Chapter 2 gives a detailed analysis on the kernel of Bellow's Jewish consciousness artistically represented by his masterpiece Herzog. By investigating relations of Bellow's novel to the traditional Jewish culture, I interpret Herzog's Jewishness to be marginality, alienation, homeland-quest and self-identification, chiefly embodied by his Jewish protagonist, Moses Elkanah Herzog. Herzog's personal experience is related to the Jewish destiny, and it also reflects and affects the fate of the Jewish people. Bellow plants the Jewish cultural qualities and spirits in him. He chooses Herzog, a Jewish-American intellectual, as his spokesman to convey his deep humanistic concern for Jews' life in the modern world.

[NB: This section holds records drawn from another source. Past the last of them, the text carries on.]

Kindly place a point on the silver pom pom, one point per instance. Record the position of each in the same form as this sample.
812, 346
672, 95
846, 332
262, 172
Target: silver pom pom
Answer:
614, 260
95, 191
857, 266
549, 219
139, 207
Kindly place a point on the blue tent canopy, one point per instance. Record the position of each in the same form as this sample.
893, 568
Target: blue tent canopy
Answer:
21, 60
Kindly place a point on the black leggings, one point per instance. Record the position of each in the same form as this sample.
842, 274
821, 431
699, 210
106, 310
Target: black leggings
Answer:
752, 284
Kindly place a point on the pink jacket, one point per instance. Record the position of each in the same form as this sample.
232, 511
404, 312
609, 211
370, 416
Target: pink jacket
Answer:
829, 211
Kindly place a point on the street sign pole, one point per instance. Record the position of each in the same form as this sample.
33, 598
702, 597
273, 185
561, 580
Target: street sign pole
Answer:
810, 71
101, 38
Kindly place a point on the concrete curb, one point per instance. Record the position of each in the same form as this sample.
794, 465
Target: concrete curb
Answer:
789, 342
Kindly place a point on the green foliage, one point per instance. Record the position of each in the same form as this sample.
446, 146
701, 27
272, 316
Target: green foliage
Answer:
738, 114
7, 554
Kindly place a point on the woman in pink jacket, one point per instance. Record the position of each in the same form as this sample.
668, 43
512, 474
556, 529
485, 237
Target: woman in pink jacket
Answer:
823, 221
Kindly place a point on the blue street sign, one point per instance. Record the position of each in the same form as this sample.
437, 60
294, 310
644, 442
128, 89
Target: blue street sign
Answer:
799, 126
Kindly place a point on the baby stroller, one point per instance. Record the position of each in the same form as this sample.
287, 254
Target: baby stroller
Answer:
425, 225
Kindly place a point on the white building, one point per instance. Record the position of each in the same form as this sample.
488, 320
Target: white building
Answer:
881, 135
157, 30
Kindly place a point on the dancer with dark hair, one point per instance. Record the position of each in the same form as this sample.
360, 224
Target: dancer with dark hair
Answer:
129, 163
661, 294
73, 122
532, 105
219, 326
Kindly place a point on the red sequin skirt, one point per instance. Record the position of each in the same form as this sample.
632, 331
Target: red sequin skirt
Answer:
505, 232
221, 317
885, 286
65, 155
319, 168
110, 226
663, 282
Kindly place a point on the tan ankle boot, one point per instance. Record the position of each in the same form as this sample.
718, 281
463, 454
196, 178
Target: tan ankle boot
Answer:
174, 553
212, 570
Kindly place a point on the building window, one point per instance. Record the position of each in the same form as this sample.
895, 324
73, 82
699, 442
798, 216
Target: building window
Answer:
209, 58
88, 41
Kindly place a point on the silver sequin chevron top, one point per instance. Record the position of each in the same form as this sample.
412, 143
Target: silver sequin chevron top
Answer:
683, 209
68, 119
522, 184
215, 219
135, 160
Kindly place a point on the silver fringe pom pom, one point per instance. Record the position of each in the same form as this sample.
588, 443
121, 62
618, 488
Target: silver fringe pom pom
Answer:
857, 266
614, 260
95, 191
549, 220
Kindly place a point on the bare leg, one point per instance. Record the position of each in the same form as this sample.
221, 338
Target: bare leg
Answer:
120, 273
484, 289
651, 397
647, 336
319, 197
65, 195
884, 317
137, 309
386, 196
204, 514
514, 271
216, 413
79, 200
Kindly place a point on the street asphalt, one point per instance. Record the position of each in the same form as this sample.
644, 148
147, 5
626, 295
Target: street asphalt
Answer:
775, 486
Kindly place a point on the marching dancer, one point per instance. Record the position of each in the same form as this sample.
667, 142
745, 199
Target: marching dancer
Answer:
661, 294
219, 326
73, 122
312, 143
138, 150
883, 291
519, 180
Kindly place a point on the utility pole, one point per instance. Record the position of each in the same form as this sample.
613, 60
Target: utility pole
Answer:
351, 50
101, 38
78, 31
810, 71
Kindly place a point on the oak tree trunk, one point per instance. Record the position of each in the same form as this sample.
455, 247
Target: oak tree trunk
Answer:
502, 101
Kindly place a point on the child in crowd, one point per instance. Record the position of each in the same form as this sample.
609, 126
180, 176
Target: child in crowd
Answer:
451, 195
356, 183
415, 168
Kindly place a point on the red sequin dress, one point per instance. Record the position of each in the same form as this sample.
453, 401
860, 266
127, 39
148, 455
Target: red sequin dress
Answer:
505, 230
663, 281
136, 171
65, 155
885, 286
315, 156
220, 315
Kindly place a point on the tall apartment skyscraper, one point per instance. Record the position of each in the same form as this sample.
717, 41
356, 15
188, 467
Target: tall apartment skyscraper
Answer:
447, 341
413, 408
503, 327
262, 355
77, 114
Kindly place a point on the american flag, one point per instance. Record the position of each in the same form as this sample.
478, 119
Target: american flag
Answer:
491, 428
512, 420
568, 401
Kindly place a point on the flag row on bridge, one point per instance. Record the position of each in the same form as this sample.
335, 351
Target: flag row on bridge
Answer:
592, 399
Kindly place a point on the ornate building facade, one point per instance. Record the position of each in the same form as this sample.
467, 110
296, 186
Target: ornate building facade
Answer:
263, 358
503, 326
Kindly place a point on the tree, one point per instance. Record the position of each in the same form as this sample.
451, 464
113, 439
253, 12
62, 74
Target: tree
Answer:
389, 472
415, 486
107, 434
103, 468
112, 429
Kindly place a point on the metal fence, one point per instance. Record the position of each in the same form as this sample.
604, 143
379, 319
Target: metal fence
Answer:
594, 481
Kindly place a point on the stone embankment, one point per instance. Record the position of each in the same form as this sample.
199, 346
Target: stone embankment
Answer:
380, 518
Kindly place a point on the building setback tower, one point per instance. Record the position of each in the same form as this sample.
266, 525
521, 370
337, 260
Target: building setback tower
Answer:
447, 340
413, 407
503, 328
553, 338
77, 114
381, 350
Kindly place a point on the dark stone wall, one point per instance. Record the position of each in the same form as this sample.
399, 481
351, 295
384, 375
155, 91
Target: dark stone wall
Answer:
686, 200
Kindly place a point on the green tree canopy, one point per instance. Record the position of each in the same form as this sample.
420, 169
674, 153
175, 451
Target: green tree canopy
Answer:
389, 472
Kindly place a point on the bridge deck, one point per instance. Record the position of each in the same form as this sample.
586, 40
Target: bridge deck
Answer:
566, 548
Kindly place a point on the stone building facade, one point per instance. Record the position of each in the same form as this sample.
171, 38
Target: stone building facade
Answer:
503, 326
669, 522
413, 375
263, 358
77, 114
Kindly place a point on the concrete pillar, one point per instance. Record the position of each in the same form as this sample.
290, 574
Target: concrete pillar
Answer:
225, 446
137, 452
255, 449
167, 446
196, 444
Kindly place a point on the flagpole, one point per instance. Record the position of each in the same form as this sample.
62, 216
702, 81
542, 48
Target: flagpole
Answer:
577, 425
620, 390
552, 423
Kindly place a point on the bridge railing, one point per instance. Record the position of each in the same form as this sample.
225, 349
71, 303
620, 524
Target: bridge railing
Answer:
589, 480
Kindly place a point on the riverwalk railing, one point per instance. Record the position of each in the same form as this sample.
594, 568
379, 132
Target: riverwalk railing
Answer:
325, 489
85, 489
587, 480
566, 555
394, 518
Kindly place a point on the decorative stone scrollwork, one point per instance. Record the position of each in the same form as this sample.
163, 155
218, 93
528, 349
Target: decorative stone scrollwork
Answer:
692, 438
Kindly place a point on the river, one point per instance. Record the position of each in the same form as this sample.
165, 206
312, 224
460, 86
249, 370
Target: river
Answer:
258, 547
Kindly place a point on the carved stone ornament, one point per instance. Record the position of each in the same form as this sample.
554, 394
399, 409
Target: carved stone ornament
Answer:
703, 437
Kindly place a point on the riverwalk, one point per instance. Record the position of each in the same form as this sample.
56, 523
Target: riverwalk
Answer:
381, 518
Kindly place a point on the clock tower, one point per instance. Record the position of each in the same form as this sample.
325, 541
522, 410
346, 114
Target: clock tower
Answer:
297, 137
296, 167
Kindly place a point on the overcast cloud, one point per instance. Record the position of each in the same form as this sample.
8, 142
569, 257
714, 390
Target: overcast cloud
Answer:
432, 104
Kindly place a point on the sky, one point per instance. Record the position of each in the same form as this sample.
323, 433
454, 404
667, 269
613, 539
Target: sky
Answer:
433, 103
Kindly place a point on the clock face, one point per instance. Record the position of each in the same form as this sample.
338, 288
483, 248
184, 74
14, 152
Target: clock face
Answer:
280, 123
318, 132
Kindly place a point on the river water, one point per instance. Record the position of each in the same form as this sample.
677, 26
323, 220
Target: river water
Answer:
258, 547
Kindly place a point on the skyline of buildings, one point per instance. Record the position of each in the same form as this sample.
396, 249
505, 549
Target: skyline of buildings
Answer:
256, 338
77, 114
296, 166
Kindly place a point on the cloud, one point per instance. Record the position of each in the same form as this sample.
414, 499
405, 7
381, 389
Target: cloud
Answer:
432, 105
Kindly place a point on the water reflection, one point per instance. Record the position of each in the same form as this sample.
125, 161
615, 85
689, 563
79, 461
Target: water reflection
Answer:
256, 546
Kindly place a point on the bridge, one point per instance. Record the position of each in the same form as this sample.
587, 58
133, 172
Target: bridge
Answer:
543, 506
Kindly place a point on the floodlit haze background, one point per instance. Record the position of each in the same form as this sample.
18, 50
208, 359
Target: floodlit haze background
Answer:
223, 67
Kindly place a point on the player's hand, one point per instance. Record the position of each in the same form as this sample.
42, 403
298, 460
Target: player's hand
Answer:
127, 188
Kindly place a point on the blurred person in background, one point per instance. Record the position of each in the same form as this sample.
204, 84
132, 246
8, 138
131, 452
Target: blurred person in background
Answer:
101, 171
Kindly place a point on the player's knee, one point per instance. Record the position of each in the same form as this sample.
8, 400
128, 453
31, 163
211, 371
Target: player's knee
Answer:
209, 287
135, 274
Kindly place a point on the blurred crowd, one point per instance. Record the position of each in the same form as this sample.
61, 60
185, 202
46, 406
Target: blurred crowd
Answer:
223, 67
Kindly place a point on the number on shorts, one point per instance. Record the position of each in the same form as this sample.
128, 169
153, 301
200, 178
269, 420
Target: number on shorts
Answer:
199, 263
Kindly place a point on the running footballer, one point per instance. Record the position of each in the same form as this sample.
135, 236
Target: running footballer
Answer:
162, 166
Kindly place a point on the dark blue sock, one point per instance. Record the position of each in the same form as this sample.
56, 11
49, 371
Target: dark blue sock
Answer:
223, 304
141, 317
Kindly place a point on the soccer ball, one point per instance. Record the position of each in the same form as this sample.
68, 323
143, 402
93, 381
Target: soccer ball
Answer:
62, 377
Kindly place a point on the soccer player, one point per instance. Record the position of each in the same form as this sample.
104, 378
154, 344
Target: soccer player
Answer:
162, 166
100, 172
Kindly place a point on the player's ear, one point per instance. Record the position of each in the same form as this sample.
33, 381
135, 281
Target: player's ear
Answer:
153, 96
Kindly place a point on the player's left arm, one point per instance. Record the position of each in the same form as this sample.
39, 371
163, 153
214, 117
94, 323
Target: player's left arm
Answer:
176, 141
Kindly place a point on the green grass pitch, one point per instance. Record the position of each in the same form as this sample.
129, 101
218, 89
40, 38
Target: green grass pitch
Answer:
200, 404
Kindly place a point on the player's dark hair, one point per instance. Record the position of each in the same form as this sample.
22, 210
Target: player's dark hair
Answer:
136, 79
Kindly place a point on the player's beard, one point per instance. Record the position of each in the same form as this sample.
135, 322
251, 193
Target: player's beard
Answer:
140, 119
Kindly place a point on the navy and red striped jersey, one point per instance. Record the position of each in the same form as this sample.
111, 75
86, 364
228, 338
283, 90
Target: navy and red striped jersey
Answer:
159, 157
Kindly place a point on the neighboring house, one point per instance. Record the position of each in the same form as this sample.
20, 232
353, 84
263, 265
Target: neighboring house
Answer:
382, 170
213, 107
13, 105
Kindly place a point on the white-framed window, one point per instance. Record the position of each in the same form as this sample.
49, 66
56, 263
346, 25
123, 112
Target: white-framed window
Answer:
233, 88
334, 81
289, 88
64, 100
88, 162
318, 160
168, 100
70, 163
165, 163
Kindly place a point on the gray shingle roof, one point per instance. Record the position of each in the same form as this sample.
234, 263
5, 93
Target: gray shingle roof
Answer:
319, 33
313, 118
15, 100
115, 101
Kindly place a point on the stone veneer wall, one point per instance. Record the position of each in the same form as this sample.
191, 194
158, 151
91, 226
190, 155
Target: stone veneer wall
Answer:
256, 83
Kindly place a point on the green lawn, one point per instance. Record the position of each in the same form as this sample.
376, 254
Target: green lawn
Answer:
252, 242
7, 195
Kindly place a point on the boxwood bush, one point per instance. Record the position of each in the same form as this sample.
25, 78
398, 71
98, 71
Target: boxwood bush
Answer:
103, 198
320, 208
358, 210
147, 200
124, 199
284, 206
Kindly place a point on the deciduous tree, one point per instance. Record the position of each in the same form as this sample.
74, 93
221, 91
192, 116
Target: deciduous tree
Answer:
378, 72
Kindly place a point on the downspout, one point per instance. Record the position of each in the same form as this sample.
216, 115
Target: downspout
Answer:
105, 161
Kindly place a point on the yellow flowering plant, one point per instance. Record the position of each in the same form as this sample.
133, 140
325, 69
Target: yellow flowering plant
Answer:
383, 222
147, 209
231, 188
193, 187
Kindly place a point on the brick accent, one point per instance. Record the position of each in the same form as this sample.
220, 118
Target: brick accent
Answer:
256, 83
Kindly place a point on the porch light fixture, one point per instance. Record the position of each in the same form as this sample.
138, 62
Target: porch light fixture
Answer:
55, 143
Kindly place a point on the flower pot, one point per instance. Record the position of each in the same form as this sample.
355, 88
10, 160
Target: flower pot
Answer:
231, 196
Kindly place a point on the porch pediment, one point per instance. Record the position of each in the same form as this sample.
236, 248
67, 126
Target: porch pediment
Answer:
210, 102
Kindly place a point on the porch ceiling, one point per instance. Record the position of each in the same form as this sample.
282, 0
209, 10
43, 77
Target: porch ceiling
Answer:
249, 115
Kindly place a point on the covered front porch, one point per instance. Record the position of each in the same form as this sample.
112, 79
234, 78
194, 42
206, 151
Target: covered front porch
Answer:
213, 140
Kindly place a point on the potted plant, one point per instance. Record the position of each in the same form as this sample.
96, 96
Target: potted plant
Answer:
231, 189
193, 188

Chapter 3 makes further analyses on how Bellow successfully integrates the singularity of Herzog's Jewishness with cosmopolitanism so as to show that his Jewish consciousness is actually a universal human consciousness in a special sense, characterized by his humanism-oriented cosmopolitanism, which aims to transcend the provincial experience of the Jewish individuals in achieving a mutual understanding among humankind. Such becomes a distinctive feature of Bellow's Jewish consciousness in his Herzog and highlights Bellow as a great man of letters with humanistic concern and cosmopolitan vision.